In the rather brief speech, the passionate young politician outlined the resource reserves of Ahanta that are not only testament to the history of slave activities in the area, but which he also considers to be the catalysts to realising the full potential of Sister-City Agreement. The resources, according to Stephen, include the forts and castles in the municipality and the vast arable and available land size (591 km sq.) which he indicated has just about 30 percent occupation.

According to the Ghana Statistical Services’ Population and Housing Census, about 75.3 percent of the population aged 15 years and older are economically active while 24.7 percent are economically not active. Of the economically active population, 6 percent are unemployed. For those who are economically not active, a larger percentage of them are students (48.0%), and 18.6 pecent perform household duties.
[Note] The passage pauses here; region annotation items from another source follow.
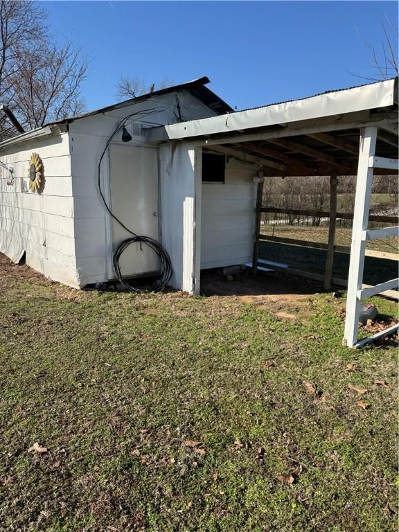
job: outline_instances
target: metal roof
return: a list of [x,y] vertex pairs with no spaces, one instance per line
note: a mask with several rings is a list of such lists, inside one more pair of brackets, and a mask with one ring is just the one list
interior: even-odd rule
[[292,100],[283,100],[281,102],[274,102],[273,103],[267,103],[265,105],[257,105],[254,107],[247,107],[245,109],[241,109],[240,111],[236,111],[235,112],[240,112],[241,111],[251,111],[254,109],[263,109],[263,107],[269,107],[272,105],[280,105],[281,103],[290,103],[291,102],[299,102],[301,100],[307,100],[308,98],[314,98],[315,96],[321,96],[323,94],[329,94],[332,92],[342,92],[343,91],[349,91],[351,89],[358,89],[361,87],[367,87],[368,85],[374,85],[375,83],[381,83],[383,81],[396,81],[398,82],[398,77],[389,78],[387,80],[381,80],[380,81],[371,81],[370,83],[362,83],[360,85],[351,85],[351,87],[345,87],[341,89],[330,89],[328,91],[323,91],[323,92],[318,92],[316,94],[312,94],[310,96],[303,96],[303,98],[296,98]]
[[2,142],[0,142],[0,148],[19,142],[24,142],[30,139],[50,135],[51,134],[51,130],[50,129],[50,126],[51,125],[71,123],[71,122],[80,120],[80,118],[86,118],[97,114],[107,113],[116,109],[123,109],[132,104],[139,103],[145,101],[145,100],[161,96],[162,94],[168,94],[170,92],[175,92],[181,89],[186,90],[218,115],[233,112],[233,109],[232,107],[222,100],[222,98],[219,98],[217,94],[208,89],[208,87],[205,87],[205,85],[209,82],[209,78],[206,76],[203,76],[202,78],[197,78],[195,80],[192,80],[191,81],[188,81],[185,83],[180,83],[178,85],[167,87],[164,89],[160,89],[158,91],[153,91],[152,92],[142,94],[136,98],[131,98],[129,100],[114,103],[112,105],[108,105],[106,107],[102,107],[101,109],[97,109],[94,111],[89,111],[87,113],[77,114],[74,116],[69,116],[65,118],[60,118],[60,120],[48,122],[40,127],[36,127],[34,130],[25,132],[24,133],[12,136],[10,139],[6,139]]
[[175,92],[181,89],[188,91],[193,96],[195,96],[198,100],[202,101],[206,105],[207,105],[213,111],[215,111],[218,114],[224,114],[227,112],[231,112],[233,109],[222,98],[213,92],[211,90],[205,87],[205,85],[210,83],[211,80],[206,76],[202,78],[197,78],[195,80],[191,81],[187,81],[185,83],[180,83],[178,85],[172,85],[171,87],[167,87],[164,89],[160,89],[158,91],[152,91],[152,92],[148,92],[145,94],[141,94],[136,98],[131,98],[129,100],[125,100],[123,102],[114,103],[112,105],[108,105],[106,107],[102,107],[101,109],[97,109],[94,111],[89,111],[87,113],[82,113],[81,114],[77,114],[75,116],[66,117],[65,118],[61,118],[60,120],[54,121],[53,122],[48,122],[45,125],[52,125],[53,124],[66,124],[73,122],[76,120],[80,118],[86,118],[89,116],[93,116],[96,114],[101,114],[103,113],[107,113],[109,111],[114,111],[116,109],[122,109],[128,105],[131,105],[133,103],[139,103],[139,102],[149,100],[155,96],[159,96],[162,94],[168,94],[170,92]]
[[237,111],[223,116],[211,116],[159,126],[148,131],[147,140],[157,141],[230,134],[258,127],[390,107],[397,102],[397,82],[398,78],[394,78],[376,83],[328,91],[299,100]]

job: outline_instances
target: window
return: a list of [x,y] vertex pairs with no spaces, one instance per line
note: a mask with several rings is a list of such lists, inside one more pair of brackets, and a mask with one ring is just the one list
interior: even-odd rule
[[224,183],[226,157],[213,153],[202,153],[202,182]]

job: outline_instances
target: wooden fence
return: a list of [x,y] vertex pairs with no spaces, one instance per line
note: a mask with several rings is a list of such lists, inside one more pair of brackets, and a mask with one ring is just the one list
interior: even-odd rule
[[[327,255],[326,258],[326,264],[324,269],[324,275],[312,274],[309,272],[303,272],[301,270],[292,269],[292,268],[283,268],[283,271],[286,274],[312,278],[317,281],[322,281],[323,287],[326,290],[330,290],[332,284],[339,286],[346,286],[346,279],[336,279],[332,278],[332,263],[334,259],[334,252],[351,253],[351,248],[346,246],[336,245],[335,240],[335,227],[337,219],[353,220],[353,215],[349,213],[337,212],[337,178],[332,175],[330,179],[330,211],[311,211],[308,209],[280,209],[278,207],[265,207],[262,205],[262,197],[263,193],[263,183],[258,183],[257,200],[256,200],[256,236],[254,243],[254,253],[252,257],[252,272],[256,274],[258,271],[258,263],[259,258],[259,241],[269,240],[272,242],[278,242],[285,244],[290,244],[305,247],[316,248],[318,249],[326,249]],[[310,216],[315,218],[328,218],[328,243],[325,244],[320,242],[309,242],[308,240],[301,240],[294,238],[284,238],[277,236],[267,236],[260,233],[260,221],[263,213],[273,213],[276,214],[286,214],[291,216]],[[382,224],[398,224],[397,216],[389,216],[384,215],[370,215],[369,221]],[[398,260],[399,257],[396,254],[387,253],[385,251],[377,251],[374,250],[366,250],[367,256],[377,257],[378,258],[385,258],[393,260]],[[271,267],[278,269],[274,266]],[[389,292],[389,293],[388,293]],[[388,290],[384,295],[395,297],[398,299],[399,292],[393,290]]]

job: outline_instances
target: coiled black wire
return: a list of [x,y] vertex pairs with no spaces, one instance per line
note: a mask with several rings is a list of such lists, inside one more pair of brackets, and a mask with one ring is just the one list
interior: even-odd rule
[[121,265],[119,263],[119,259],[121,258],[121,256],[125,249],[126,249],[126,248],[128,247],[130,244],[133,244],[137,242],[141,243],[143,242],[148,245],[159,257],[159,263],[161,265],[159,278],[157,279],[157,281],[155,281],[154,283],[152,285],[152,291],[162,292],[166,287],[168,283],[170,280],[170,277],[172,276],[172,263],[170,262],[170,258],[169,257],[169,255],[168,254],[167,251],[162,247],[161,244],[157,240],[155,240],[154,238],[151,238],[149,236],[140,236],[139,235],[136,235],[135,236],[132,236],[131,238],[127,238],[125,240],[123,240],[121,242],[121,244],[119,244],[115,250],[115,253],[114,254],[114,269],[116,273],[116,276],[118,277],[119,282],[127,290],[129,290],[129,292],[141,291],[139,288],[129,284],[129,283],[127,283],[125,279],[123,278],[123,276],[121,272]]
[[114,263],[114,269],[115,269],[115,273],[116,274],[116,276],[118,278],[118,280],[121,283],[121,284],[125,288],[125,290],[128,290],[129,292],[143,292],[143,290],[141,288],[139,288],[138,287],[134,287],[132,284],[130,284],[127,283],[127,281],[123,278],[123,276],[122,275],[122,272],[121,272],[121,265],[120,265],[120,259],[121,256],[123,253],[123,251],[126,249],[128,246],[130,246],[131,244],[133,244],[134,242],[140,242],[145,244],[145,245],[148,246],[152,251],[158,256],[159,258],[159,263],[160,263],[160,274],[159,278],[157,278],[155,282],[152,285],[152,292],[162,292],[166,285],[168,285],[168,283],[170,281],[170,278],[172,276],[172,262],[170,260],[170,257],[169,256],[168,252],[166,249],[164,249],[162,247],[162,245],[159,242],[156,240],[154,238],[151,238],[149,236],[143,236],[136,235],[134,231],[132,231],[131,229],[130,229],[128,227],[127,227],[125,224],[123,224],[119,218],[116,216],[112,211],[111,210],[109,206],[105,200],[105,197],[104,197],[104,194],[103,193],[103,190],[101,189],[101,163],[103,161],[103,159],[104,158],[104,155],[105,154],[107,150],[108,150],[108,148],[109,146],[109,144],[111,143],[111,141],[112,141],[112,139],[115,136],[115,135],[121,131],[125,124],[126,123],[127,121],[132,118],[132,116],[136,116],[138,115],[139,116],[148,116],[149,114],[152,114],[154,112],[159,112],[161,109],[159,108],[152,108],[150,109],[145,109],[145,111],[139,111],[136,113],[132,113],[132,114],[128,115],[127,116],[125,116],[118,125],[116,129],[112,133],[108,141],[107,141],[107,144],[105,145],[105,148],[104,148],[104,151],[101,154],[101,157],[100,157],[100,161],[98,162],[98,190],[100,191],[100,195],[101,196],[101,199],[103,200],[103,202],[104,203],[104,205],[105,206],[105,208],[108,213],[111,215],[112,218],[117,222],[125,231],[127,231],[128,233],[130,233],[132,235],[132,237],[129,238],[126,238],[125,240],[123,240],[121,244],[118,246],[116,249],[115,250],[115,252],[114,253],[114,257],[113,257],[113,263]]

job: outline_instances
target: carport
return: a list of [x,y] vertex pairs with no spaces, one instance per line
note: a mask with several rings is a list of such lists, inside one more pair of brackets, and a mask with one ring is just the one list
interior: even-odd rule
[[[394,326],[357,342],[362,300],[398,287],[398,278],[372,287],[364,287],[362,283],[366,242],[398,233],[397,226],[374,230],[368,227],[373,176],[398,171],[397,78],[156,127],[148,133],[147,141],[170,145],[170,168],[177,148],[192,161],[190,171],[184,172],[186,184],[190,184],[181,197],[182,201],[193,200],[193,207],[186,213],[184,220],[184,227],[190,225],[193,231],[192,238],[186,235],[183,243],[185,269],[182,270],[181,287],[187,290],[191,285],[192,290],[188,288],[188,291],[193,293],[200,291],[202,153],[223,154],[256,168],[254,179],[257,184],[254,271],[265,179],[269,176],[303,179],[330,176],[333,190],[339,176],[357,175],[344,342],[351,347],[360,346],[398,328]],[[334,209],[336,206],[332,204],[326,287],[330,287],[332,282]]]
The report also states that six out of ten unemployed in Ahanta are seeking work for the first time.

Stephen strongly believes that the agreement will bring the much-needed investment to the land and people of Ahanta, especially the teaming unemployed youth. According to him, his grand motive for pursuing the Sister-City Agreement is to enable and Ahantas and Bahamians establish trade, business and tourism relations. He believes that the best development partners for Africans are people of African descent in the diaspora.

He echoed this sentiment in his speech at the signing ceremony when he stressed: “Today, as we sign this Sister-City Agreement and set up a commission in place, we hope and pray that with the approval of the Non-Resident High Commissioner Office in Ghana, we are looking forward to our brothers and sisters from the Bahamas who are interested in investing in Ahanta”.

Stephen Kenyah Arthur is a shining example for all young people in Ghana, that no one is too young to do ethical and people-centred politics. He is working hard not only to reconnect Africans in the diaspora to their motherland, but he is also leveraging this to bring development to his people, and that is a true pan-Africanist.